But how did we become a regulatory state in the first place? On this season of "The Uncertain Hour," we traced it back to Ruth Desmond, a D.C.-area homemaker turned powerful consumer activist. By the 1970s she was the so-called Peanut Butter Grandma, the Terror of Washington who "spit in the corporate eye."
Desmond died in 1988, but we spoke with her daughter, Janet Swauger. Swauger was close with her mother, and at 76, she still lives in the Arlington, Virginia, house where she grew up.
“My father always said he'd know that Mother was ready to do him in if she served him a meal out of a box,” Swauger told us, sitting in her mother’s old kitchen.
And that was only kind of a joke. Desmond saw food and cooking as matters of life and death, and she took health seriously. Her husband and Swauger’s father, Gordon, was diagnosed with bladder cancer in 1955. He was young, in his 40s.

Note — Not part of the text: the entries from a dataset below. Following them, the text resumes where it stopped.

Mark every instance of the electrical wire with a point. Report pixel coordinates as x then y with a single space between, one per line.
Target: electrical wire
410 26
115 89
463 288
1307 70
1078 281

He was in and out of the hospital for surgery. Before one surgery, Swauger remembers the doctors talking about the general anesthesia they were going to use when Desmond intervened.
Desmond explained her husband had a bad reaction to anesthesia in a previous surgery — his heart stopped — and she requested a spinal block instead. The doctors ignored her.
“So she actually rode the gurney into the surgical room, laying across his body,” Swauger said. “That's the kind of person she was, she was determined. … That was how she looked at everything.”
Including food. Surgery got most of the cancer, but Desmond started reading up on carcinogens in food, and the effects of additives and pesticide residue.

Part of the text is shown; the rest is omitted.